Thursday, March 11th 2010
One Fork-Wielding Volunteer, Please.

Last night Seth-4yr and I went out for nachos. We are a highly unlikely pair to go out for nachos. We are both a bit intolerant of food touching our fingers. Well. Messy food. And nachos are messy.

Seth-4yr’s nachos had meat, refried beans, queso, tomatoes, and sour cream. Messy.

Mine had all of the above except the meat and with guacamole. Also messy.

Other people would have been SO annoyed to eat nachos with either one of us, but we sat there happily together  - using forks whenever possible even though, yeah. they’re forks. and it’s nachos. WHATEVER.  We stopped every few moments to grab more napkins.

We’re not prissy. Both of us LOVE to be dirty and covered in dirt or mud.  I am often mud or dirt streaked from whatever it is I’ve been doing outside. But food? That is SO different. Don’tyathink? I can have a mud clod drying on my face and not mind one bit. It kinda makes me happy. Okay, it REALLY does. But a tiny dot of sour cream on my finger and I can’t stand it. I can practically feel it ooching its way under my fingernail where maybe I won’t notice it and then it’ll turn even more sour creamier and maybe go undetected and bleh i just shudder at the thought.

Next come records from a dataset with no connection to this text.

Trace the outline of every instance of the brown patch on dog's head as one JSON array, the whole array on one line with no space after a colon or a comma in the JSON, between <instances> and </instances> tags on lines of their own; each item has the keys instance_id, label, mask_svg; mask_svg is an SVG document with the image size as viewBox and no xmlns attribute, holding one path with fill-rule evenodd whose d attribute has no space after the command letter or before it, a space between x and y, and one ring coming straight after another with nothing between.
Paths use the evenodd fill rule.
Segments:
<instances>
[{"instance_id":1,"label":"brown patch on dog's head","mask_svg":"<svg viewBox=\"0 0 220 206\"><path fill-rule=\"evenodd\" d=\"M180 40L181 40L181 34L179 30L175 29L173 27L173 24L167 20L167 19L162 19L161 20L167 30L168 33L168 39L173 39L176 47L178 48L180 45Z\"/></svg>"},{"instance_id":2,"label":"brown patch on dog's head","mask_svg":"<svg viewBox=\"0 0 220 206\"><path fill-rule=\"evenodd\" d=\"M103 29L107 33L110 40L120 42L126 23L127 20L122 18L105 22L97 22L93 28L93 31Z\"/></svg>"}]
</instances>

Seth-4yr really gets this. He’s a nacho with a fork kinda kid.

We share the same belief about waffles/pancakes. And it’s a strange belief. And not one I ever told him, or modeled for him, since I try to limit my strangeness so it doesn’t rub off on innocent kids more than absolutely necessary. He just came to the same, odd conclusion completely on his own in a totally weird way.

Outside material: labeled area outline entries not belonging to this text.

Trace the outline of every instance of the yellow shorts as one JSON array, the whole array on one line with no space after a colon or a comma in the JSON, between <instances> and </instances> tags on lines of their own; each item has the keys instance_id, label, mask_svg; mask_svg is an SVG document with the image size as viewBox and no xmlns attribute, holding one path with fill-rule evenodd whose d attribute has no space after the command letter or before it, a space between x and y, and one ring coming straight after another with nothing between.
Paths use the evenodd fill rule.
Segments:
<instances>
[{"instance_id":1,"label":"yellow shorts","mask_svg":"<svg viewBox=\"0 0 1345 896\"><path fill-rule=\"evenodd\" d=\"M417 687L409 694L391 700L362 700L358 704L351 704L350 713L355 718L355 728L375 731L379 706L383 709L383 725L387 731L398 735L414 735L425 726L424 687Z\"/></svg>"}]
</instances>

This shared belief is simple: Waffles/pancakes are good with syrup, but only if someone else feeds them to you. And if no one will feed them to you, they are not worth it. Ever.  Do not eat them without a Willing Waffle Feeder.

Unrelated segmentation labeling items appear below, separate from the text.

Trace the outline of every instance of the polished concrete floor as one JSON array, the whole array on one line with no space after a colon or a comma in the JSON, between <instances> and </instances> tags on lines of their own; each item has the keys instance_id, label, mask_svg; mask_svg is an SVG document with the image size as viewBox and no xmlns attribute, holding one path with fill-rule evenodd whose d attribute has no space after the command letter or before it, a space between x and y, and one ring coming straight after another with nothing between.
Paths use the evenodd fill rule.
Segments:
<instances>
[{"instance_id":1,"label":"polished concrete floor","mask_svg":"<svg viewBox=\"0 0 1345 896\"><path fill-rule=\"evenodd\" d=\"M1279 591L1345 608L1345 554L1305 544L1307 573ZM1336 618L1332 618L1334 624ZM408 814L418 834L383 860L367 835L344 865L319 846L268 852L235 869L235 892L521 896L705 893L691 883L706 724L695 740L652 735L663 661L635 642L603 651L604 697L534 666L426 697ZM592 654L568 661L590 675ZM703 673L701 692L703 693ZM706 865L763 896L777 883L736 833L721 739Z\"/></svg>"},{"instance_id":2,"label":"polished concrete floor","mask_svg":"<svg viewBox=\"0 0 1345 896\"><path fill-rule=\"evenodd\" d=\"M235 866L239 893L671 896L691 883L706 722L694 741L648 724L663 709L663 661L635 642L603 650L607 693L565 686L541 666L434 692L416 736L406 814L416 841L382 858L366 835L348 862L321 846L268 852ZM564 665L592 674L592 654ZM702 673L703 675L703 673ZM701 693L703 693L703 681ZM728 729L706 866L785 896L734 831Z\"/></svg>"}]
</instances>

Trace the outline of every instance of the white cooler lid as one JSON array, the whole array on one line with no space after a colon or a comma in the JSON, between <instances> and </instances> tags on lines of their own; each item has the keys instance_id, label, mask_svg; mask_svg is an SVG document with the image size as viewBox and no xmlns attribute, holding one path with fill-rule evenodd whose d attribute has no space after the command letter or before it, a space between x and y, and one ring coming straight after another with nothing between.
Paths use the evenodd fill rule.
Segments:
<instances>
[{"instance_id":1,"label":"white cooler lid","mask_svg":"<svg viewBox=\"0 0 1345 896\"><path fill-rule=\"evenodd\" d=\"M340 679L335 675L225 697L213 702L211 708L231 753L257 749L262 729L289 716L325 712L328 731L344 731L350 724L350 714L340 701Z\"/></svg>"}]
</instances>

And we’re a busy house. It’s not often where Mike wanders in and says, “good morning, honey. would you like it if I stopped my life completely in order to feed you waffles?”

But yaknow. Sometimes it kinda happens anyway. Like when he is eating them and he realizes that I’m staring a hole through his plate – like a dog – and then he’ll usually hold his fork my way for a bite or two. And then make fun of me. But that’s what you get when you won’t eat waffles on your own.

I just realized I didn’t explain WHY. And I totally overlooked this explanation because to me – and to Seth-4yr – the WHY is abundantly obvious. If you feed yourself waffles with syrup, it is absolutely hands-down, 100% going-to-happen that the syrup will sneak right on up the fork handle and GET ON YOUR HAND. Specifically, it will get BETWEEN your fingers. With the sticky. And there’s no getting it off with a napkin, you have to run calmly to the nearest sink while trying not to scream. And that? THAT IS NOT WORTH IT. EVER. NEVER.

I could hyperventilate right now just thinking about it.

I’d prefer that whenever eating waffles with people, that the person seated to my right and left ALSO not be waffle eaters, but that’s just a preference and not a rule.

Breakfast anyone? I am SO hungry.

~hm

3 Comments on “One Fork-Wielding Volunteer, Please.”

1
Geekwif
March 11th, 2010
9:03 pm

I have to admit, I don’t really get the waffle thing, but I’m totally with you on the nachos. I usually eat them with my hands anyway so my husband won’t tell me I’m a freak, but the stuff on the nachos has to stay on the far end of the chip – away from my fingers – as if the chip was a fork. And I use a fork – or another chip in a pinch – to push the messy stuff onto the chip. I mean really, who wants beans and sour cream on their fingers anyway? Eww.

2
Elaina
March 12th, 2010
9:59 am

Great. Now I want nachos AND waffles. Just not at the same time.

3
LaLa
March 13th, 2010
1:20 pm

This is a really awesome example of how some forms of crazy really just make a person more lovable. (PS – I’m glad we have not been in the following situation. I can see us, you with a mud clod drying on your face, internally thrilled about, and me coming upon you and immediately whipping out a washcloth, wet paper towel or worse WET THUMB and wiping it off. Because it would drive me crazy. Whereas the thing that would drive you crazy would be WET THUMB/having the clod removed. See? Warring forms of crazy. Glad it hasn’t happened anywhere but in my head.)